The key to CSA is that credit is given for all testing, including:  

  • Supplier testing during the system development lifecycle should be leveraged for assurance that the software functions correctly against vendor specifications. Supplier assessment and/or review of their internal test practices are essential precursors to reliance on this.
  • Unscripted testing (testing without written test step instructions) typically relies on the tester’s experience to create test cases dynamically and is effective at finding software faults under intended use conditions. There should be a summary description of the items tested, who performed the testing and when, and details of any failures found.
  • Limited scripted testing should be used for medium to high risks, with expected results and an indication of pass/fail as well as a summary description of the items tested, who performed the testing and when, and details of any failures found.
  • Robust scripted testing is reserved for verification of high-risk functionality, as determined by critical thinking and risk assessment, and requires the formal pre-approved test protocols so widely used in CSV.
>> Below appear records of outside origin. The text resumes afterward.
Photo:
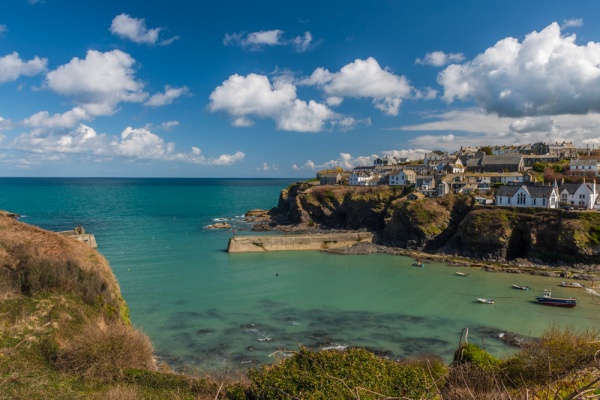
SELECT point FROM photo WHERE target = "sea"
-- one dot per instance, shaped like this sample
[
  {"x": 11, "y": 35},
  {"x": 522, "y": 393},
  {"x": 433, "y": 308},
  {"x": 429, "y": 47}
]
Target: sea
[{"x": 209, "y": 311}]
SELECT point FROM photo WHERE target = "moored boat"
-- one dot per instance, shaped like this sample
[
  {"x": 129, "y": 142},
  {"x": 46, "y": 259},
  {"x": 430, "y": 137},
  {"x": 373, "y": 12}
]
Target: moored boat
[
  {"x": 547, "y": 299},
  {"x": 576, "y": 285}
]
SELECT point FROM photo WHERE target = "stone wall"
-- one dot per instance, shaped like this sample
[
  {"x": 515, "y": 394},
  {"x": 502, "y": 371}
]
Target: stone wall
[{"x": 242, "y": 244}]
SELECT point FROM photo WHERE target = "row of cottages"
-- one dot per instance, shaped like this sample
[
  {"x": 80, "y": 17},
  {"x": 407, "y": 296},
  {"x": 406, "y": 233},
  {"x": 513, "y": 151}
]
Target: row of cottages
[
  {"x": 503, "y": 163},
  {"x": 580, "y": 195},
  {"x": 584, "y": 167},
  {"x": 528, "y": 195},
  {"x": 467, "y": 183}
]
Test activities must add value to the assurance that the system is fit for purpose. Test efficiency can be further enhanced by:

  • The use of automated test tools,
  • Digital capture of test data and test evidence, used only when necessary, and
  • Leveraging electronic management and control of test documentation, allowing for it to be efficiently generated, approved, retained, reviewed, and re-used while ensuring it is generally effective in the identification of defects and in the demonstration of fitness for intended use.

Implementing the New Approach for a Chromatography Data System

The FDA Case for Quality program started with Medical Devices, but the CSA approach is now being applied successfully to computerized systems used in other regulated areas, e.g., pharmaceutical organizations.

In the context of a Chromatography Data System – used in a pharma QC lab with a high direct impact on patient safety and product quality – CSA would allow the focus to be on:

  • Security and access controls
  • Methods and calculations
  • Workflow and electronic approval routings
  • Data transfer to and from other systems

A combination of ad-hoc unscripted testing for error guessing and intended use verification, and robust scripted testing to demonstrate reliability for the highest-risk items, would be used for these functions.

Potentially the application views and menu navigation, the ability to create custom summary reports (which are neither original records nor complete data and therefore should not be used for decision-making), the management of pre-defined reasons, and other typically lower risk functionality, will leverage the supplier development testing. If standard functionality has been adequately tested by the supplier, there is no need to repeat any testing for those aspects. The need for any additional scripted testing can be evaluated by considering factors such as simplicity/complexity, novelty, detectability, and degree of configuration or customization, as well as any process-specific risk factors.

Conclusion

Computer System Assurance is not a replacement for, nor a contradiction of, current Computer System Validation approaches as defined in GAMP 5 but rather a reinforcement, or restatement, of the GAMP 5 key principles of product and process understanding, quality risk management, and leveraging supplier activities. CSA combines risk-based testing with risk-based documentation. It is the risk-based approach “on steroids”, and my hope is that CSA provides the momentum for regulated companies to finally, effectively, embrace that risk-based approach for the ongoing safety of their patients.


Do you believe that less documentation will result in a lower quality of validation?

Would you feel confident to face a regulatory inspection with formal test documentation covering mainly the high-risk functionality, with limited scripted testing or even no testing of other functionality?